オープンワールド ドット絵RPG『Code Name: Wandering Sword』発表。グラフィックと既視感どちらもすごい
中国のデベロッパーXiameng Studioは5月24日、『Code Name: Wandering Sword(代号:问剑)』を発表した。対応プラットフォームはPC(Steam)。Steamストアページも公開されている。
『Code Name: Wandering Sword』は、オープンワールドRPGだ。プレイヤーはオープンで広大なフィールドを冒険。森や洞窟や城塞などをめぐり、街を訪れ新たな人々と出会っていく。出会うNPCたちとは交流を深めることが可能。プレゼントをしたり話したりすることで親睦を深め、旅のお供にできる。NPCたちはそれぞれ異なる背景や特性をもっているとのこと。
戦闘はタクティカルな形式で展開。移動による位置取りも重要になるようだ。ターン制でのバトルのほか、リアルタイムの戦闘も可能とのこと。本作ではさまざまな宗派の武技が存在するという。それぞれのキャラを自由に育て、幅広い武器を使いながら武技を習得していくのだ。
本作はビジュアル・システムともにかなり意欲的な作品に見える。しかしながら、ゲーマーなら本作に既視感を覚えるだろう。つまるところ、『オクトパストラベラー』にそっくりなのである。まず本作のビジュアルを見てみよう。ピクセルアートのオブジェクトと、3Dフィールドを組み合わせた表現。立体的な光源処理や被写界深度を用いた演出など、非常に似ている。ピクセルアートがひとつひとつ粗めなのも、似ている。もっといえばコンセプトアートも似ている。システム面も、「街にいるNPCに干渉する」「それぞれのキャラに特性があり、特性によって干渉の仕方が変わる」「仲間にできる」など、『オクトパストラベラー』との共通点が見られる。

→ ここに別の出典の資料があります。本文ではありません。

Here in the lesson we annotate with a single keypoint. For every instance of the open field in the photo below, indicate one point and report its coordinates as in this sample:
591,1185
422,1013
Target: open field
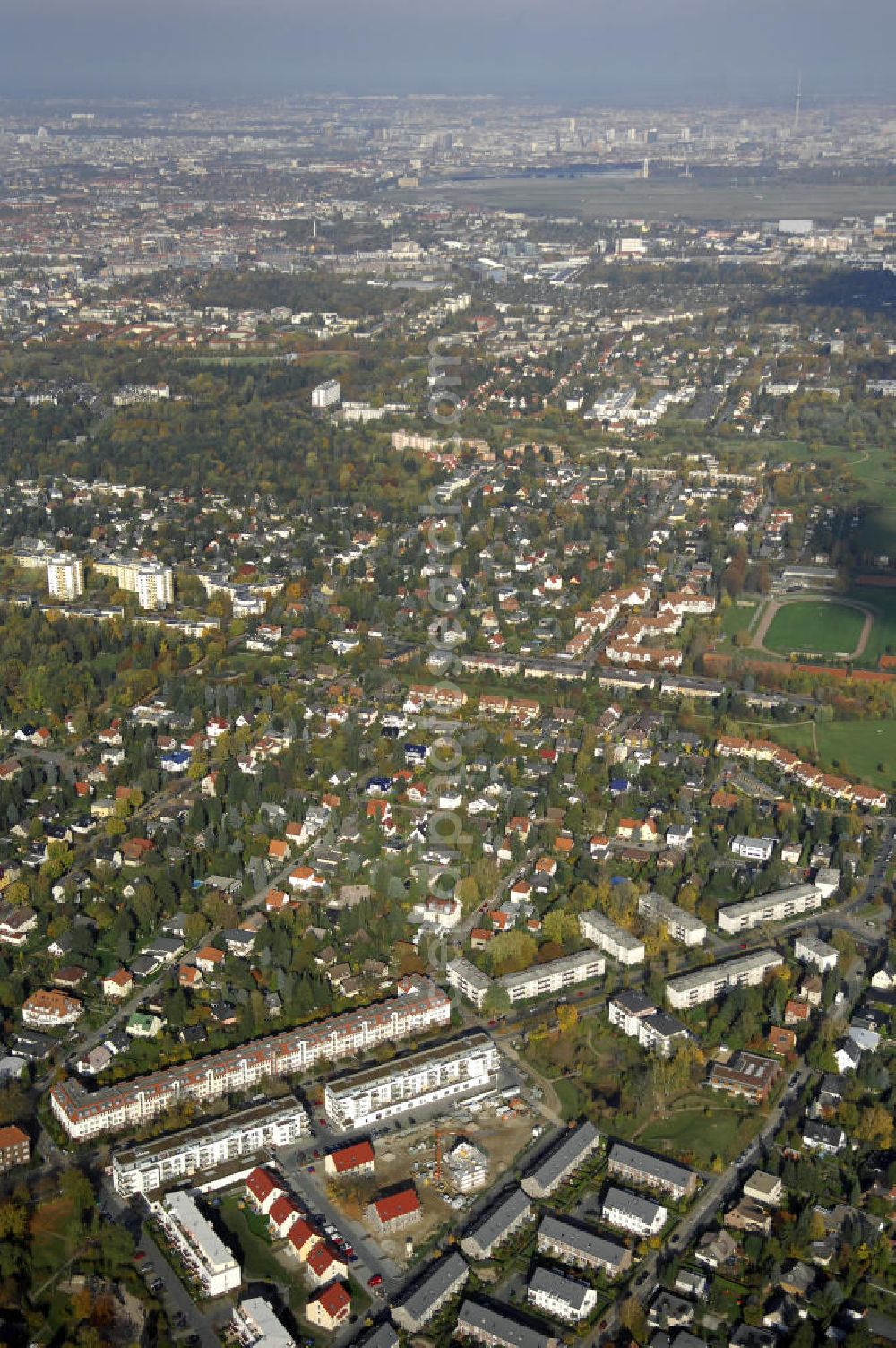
861,749
815,626
590,197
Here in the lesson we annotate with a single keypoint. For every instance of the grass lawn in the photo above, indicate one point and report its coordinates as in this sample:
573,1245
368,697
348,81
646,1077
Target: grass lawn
695,1136
883,635
257,1257
821,628
737,619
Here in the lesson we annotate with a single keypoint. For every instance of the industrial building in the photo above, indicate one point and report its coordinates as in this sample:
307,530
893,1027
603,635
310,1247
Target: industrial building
464,1067
690,989
770,907
610,938
166,1161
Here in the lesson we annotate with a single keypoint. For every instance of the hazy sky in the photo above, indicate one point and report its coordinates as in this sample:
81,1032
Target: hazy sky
589,50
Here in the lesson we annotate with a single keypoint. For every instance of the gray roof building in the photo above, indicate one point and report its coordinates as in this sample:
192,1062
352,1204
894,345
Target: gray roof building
442,1280
499,1223
572,1152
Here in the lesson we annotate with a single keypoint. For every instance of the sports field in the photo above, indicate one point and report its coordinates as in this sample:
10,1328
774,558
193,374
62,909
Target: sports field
820,628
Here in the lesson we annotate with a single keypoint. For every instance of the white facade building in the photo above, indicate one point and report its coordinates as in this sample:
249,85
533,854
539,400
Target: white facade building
65,575
813,951
610,938
155,585
325,395
464,1067
679,923
154,1165
690,989
770,907
200,1246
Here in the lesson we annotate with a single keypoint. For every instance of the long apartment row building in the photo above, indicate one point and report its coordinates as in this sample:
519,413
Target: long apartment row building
127,1104
690,989
168,1161
540,981
470,1065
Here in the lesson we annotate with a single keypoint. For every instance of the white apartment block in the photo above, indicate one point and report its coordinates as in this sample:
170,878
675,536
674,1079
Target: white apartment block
754,850
470,981
770,907
610,938
554,976
464,1067
679,925
256,1326
559,1297
817,952
325,395
633,1214
690,989
65,575
197,1241
166,1161
155,586
127,1104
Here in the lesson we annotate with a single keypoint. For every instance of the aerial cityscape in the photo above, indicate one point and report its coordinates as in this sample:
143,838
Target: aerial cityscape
448,701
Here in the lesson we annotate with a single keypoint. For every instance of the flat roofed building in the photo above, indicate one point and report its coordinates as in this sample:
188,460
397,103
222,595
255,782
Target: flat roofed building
500,1222
633,1214
651,1171
442,1280
574,1244
745,1075
711,981
679,923
198,1243
133,1103
561,1297
570,1152
256,1326
497,1329
553,976
817,952
470,981
770,907
166,1161
470,1064
610,938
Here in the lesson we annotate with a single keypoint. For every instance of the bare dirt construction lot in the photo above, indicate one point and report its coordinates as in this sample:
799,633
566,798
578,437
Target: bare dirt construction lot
412,1157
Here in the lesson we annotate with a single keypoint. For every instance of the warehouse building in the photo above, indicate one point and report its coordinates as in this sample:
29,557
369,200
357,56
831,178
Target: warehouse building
690,989
464,1067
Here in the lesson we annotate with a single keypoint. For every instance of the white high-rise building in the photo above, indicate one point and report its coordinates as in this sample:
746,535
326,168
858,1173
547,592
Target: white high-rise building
155,585
325,395
65,575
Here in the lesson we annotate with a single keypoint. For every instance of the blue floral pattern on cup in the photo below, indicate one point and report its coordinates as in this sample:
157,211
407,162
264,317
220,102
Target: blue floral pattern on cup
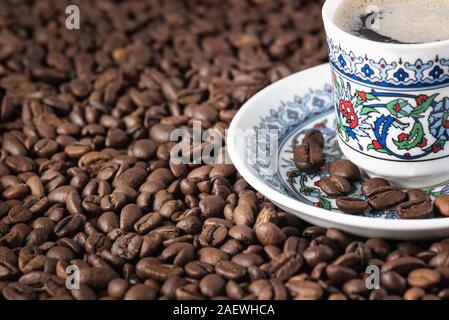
293,118
387,74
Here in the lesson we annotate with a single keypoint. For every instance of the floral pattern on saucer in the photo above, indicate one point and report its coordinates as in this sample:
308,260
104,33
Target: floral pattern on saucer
293,118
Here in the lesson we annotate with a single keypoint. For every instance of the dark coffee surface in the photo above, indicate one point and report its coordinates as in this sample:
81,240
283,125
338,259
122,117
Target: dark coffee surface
85,176
371,34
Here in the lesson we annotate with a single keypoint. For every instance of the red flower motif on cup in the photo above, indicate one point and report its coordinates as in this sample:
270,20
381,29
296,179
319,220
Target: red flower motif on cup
362,95
377,145
436,148
347,110
421,99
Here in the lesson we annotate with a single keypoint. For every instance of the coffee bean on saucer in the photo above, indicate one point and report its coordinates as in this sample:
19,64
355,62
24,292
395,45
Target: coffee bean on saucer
370,185
353,206
308,157
385,198
314,136
442,205
345,169
415,209
335,186
414,194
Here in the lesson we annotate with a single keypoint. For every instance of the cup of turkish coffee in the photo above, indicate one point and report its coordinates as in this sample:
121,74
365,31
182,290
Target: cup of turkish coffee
390,75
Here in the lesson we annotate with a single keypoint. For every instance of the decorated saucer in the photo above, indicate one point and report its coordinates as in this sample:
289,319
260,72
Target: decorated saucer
260,143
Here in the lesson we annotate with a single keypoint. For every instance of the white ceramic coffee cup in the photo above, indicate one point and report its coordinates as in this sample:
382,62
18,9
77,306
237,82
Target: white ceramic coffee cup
392,105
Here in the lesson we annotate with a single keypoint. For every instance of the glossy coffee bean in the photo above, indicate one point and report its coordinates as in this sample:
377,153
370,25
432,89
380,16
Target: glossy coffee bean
372,184
345,169
353,206
442,205
314,136
385,197
420,208
308,157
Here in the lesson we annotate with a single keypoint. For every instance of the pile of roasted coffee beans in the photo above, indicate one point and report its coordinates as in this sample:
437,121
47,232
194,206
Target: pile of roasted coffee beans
380,195
87,182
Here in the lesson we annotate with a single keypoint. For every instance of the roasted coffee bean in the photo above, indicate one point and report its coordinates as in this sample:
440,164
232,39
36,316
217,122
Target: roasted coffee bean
212,285
353,206
345,169
442,205
415,209
127,246
140,292
340,274
129,215
270,234
385,197
402,265
212,206
230,270
7,270
97,277
69,226
380,247
417,194
18,291
314,136
19,213
393,282
88,176
146,268
284,266
308,157
304,289
423,278
317,254
213,235
335,186
372,184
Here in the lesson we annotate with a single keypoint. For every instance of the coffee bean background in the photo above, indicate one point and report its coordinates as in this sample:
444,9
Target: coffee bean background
85,171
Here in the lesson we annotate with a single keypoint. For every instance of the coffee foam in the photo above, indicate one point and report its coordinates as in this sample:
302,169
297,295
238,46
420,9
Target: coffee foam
406,21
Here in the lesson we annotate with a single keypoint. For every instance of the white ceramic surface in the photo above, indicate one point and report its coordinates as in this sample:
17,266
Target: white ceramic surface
264,108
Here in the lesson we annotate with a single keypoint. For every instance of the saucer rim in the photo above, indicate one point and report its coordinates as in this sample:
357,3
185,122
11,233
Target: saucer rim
294,205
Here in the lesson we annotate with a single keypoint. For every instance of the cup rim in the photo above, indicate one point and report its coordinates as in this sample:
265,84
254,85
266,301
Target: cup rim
328,11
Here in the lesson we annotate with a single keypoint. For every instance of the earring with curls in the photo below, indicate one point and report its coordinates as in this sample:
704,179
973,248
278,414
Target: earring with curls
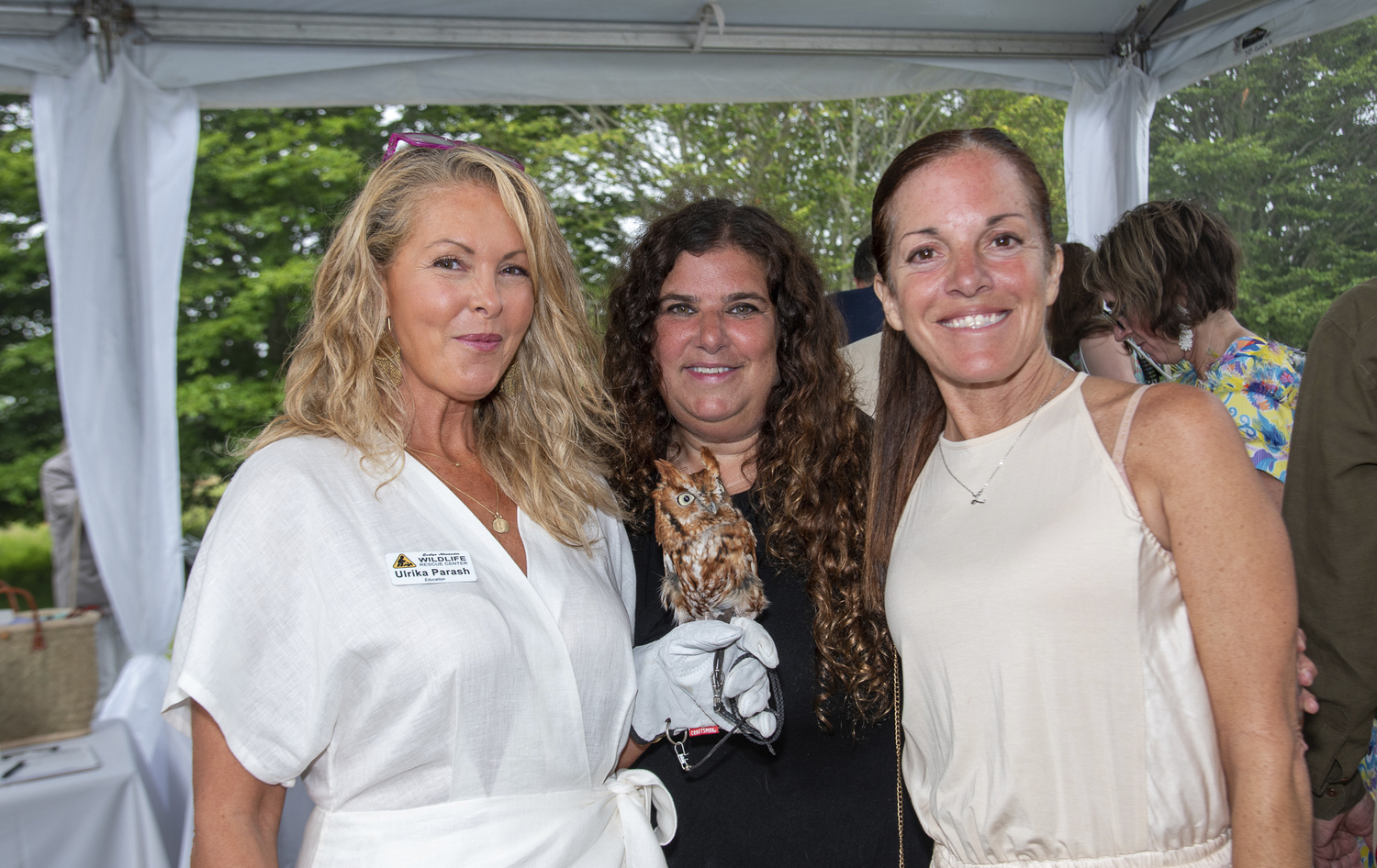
509,387
1187,336
388,358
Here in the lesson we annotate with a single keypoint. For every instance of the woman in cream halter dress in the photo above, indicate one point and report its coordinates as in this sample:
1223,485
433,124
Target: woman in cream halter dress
1091,595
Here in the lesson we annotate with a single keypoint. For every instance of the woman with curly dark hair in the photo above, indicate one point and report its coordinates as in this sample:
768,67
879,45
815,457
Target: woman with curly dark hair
719,335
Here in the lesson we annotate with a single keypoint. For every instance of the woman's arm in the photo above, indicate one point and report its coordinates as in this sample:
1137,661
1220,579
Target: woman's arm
1192,477
236,813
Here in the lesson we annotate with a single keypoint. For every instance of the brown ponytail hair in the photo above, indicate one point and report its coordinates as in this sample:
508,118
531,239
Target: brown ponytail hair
911,412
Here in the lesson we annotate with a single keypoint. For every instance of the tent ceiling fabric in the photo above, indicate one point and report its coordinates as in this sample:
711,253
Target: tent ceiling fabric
333,52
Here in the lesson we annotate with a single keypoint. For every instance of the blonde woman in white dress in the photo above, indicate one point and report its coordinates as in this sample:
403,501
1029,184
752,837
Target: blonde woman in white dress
1090,592
416,592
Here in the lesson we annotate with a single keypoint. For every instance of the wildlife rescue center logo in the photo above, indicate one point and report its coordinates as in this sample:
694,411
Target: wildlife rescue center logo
430,567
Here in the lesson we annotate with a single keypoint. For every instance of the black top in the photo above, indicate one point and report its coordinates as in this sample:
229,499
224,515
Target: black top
823,799
862,311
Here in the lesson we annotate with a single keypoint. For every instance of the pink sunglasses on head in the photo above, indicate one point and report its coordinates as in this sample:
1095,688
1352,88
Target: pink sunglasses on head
424,139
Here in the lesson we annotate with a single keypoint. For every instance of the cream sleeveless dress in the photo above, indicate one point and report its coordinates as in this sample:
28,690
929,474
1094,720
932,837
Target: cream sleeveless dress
1054,707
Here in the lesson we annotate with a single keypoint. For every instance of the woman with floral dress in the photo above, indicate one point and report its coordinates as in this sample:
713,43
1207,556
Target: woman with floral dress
1168,274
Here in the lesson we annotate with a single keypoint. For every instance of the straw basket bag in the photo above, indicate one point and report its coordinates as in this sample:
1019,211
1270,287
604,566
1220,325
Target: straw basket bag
47,674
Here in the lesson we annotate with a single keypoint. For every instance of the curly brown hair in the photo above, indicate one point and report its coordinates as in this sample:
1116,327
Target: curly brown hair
812,457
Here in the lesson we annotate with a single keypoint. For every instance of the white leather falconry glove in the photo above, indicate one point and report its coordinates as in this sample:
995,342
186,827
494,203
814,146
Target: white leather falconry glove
674,677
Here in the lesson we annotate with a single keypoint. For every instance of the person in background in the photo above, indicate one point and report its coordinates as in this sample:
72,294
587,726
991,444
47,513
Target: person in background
1168,273
1092,597
864,318
1077,329
1330,512
76,579
719,335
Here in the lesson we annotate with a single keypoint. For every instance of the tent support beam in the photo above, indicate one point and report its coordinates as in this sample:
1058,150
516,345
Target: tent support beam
211,27
1203,16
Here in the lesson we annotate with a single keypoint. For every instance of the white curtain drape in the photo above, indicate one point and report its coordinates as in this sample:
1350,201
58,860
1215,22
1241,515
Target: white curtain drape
1104,145
115,162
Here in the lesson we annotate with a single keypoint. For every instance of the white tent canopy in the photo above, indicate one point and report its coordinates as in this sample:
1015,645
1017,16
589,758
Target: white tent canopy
118,88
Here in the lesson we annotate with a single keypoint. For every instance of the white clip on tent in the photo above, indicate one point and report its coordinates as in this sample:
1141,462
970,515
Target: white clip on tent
116,91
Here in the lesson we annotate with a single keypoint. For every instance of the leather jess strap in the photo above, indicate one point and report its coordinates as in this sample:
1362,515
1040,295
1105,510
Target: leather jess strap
10,590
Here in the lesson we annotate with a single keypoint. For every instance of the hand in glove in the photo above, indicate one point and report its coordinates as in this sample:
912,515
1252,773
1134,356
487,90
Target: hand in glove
674,677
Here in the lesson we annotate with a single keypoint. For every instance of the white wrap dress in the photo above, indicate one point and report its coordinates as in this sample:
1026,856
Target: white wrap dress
442,706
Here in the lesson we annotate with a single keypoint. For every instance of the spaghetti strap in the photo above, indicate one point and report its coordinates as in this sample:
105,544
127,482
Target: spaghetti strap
1121,441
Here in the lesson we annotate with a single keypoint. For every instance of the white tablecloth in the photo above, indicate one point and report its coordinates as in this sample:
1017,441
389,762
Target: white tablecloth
87,818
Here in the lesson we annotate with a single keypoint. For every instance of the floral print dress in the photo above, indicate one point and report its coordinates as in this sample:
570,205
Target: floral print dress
1258,382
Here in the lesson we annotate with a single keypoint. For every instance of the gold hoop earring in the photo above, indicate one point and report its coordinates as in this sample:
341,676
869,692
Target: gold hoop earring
509,385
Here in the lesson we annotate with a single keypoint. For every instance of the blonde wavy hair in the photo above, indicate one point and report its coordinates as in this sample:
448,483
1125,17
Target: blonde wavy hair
543,439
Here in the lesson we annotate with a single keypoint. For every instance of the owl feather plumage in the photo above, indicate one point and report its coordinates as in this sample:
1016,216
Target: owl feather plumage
708,545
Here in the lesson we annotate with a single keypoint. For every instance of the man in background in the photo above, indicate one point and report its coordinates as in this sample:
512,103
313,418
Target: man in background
76,581
865,319
1330,510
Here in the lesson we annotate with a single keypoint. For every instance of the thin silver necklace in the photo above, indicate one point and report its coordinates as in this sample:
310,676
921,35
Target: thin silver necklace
975,495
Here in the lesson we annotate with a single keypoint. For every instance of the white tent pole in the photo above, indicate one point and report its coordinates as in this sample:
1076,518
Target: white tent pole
1104,145
115,162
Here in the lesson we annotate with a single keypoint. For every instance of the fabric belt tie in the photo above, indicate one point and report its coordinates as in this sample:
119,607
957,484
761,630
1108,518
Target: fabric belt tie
605,827
1215,853
636,791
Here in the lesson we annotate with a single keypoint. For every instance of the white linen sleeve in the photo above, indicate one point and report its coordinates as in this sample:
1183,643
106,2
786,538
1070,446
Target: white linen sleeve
621,562
253,644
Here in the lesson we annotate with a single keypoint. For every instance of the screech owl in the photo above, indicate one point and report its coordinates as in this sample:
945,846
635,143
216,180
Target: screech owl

面白いのは、『Code Name: Wandering Sword』開発元Xiameng Studioがこのビジュアル表現について、それとなく“自社オリジナル”っぽく説明している点である。開発元は、本作はUnreal Engine 4を用いて、ピクセルアートと3D環境を組み合わせてドット絵と3D表現の“新たな融合”を実現していると説明。MS-DOS時代のドット絵武侠ゲームを彷彿とさせつつ、現代的なビジュアルエフェクトを織り交ぜて、良いゲーム体験をもたらしていると語った。
一方でドット絵と3D表現を組み合わせたグラフィックは、「HD-2D」としてスクウェア・エニックスが近年積極的に用いている。とくに同社の浅野智也氏が率いる「浅野チーム」がこの表現を得意としており、『オクトパストラベラー』だけでなく『トライアングルストラテジー』、そして夏に発売される『ライブアライブ』リメイク、『HD-2D版 ドラゴンクエスト3』にも用いられている。そしてこれらも、Unreal Engine 4を用いて表現されている。
スクウェア・エニックス作品におけるHD-2D表現が人気を博してか、ドット絵と3Dフィールドを組み合わせる作品は最近増え始めている。とはいえ、『Code Name: Wandering Sword』ほど直球にコピーした作品はないだろう。HD-2D表現から影響を受けているように見える一方で、開発元が「武侠スタイルのピクセルRPG」を名乗り、本作オリジナルのスタイルかのように主張するのは、なかなかシュールである。
中国の一部開発スタジオは、既存の人気ジャンルをコピーするのに長けている。「HD-2DのRPG」というジャンルにおいても、同国発のフォロワーゲームが増えそうだ。『Code Name: Wandering Sword(代号:问剑)』は、PC(Steam)向けに発売予定だ。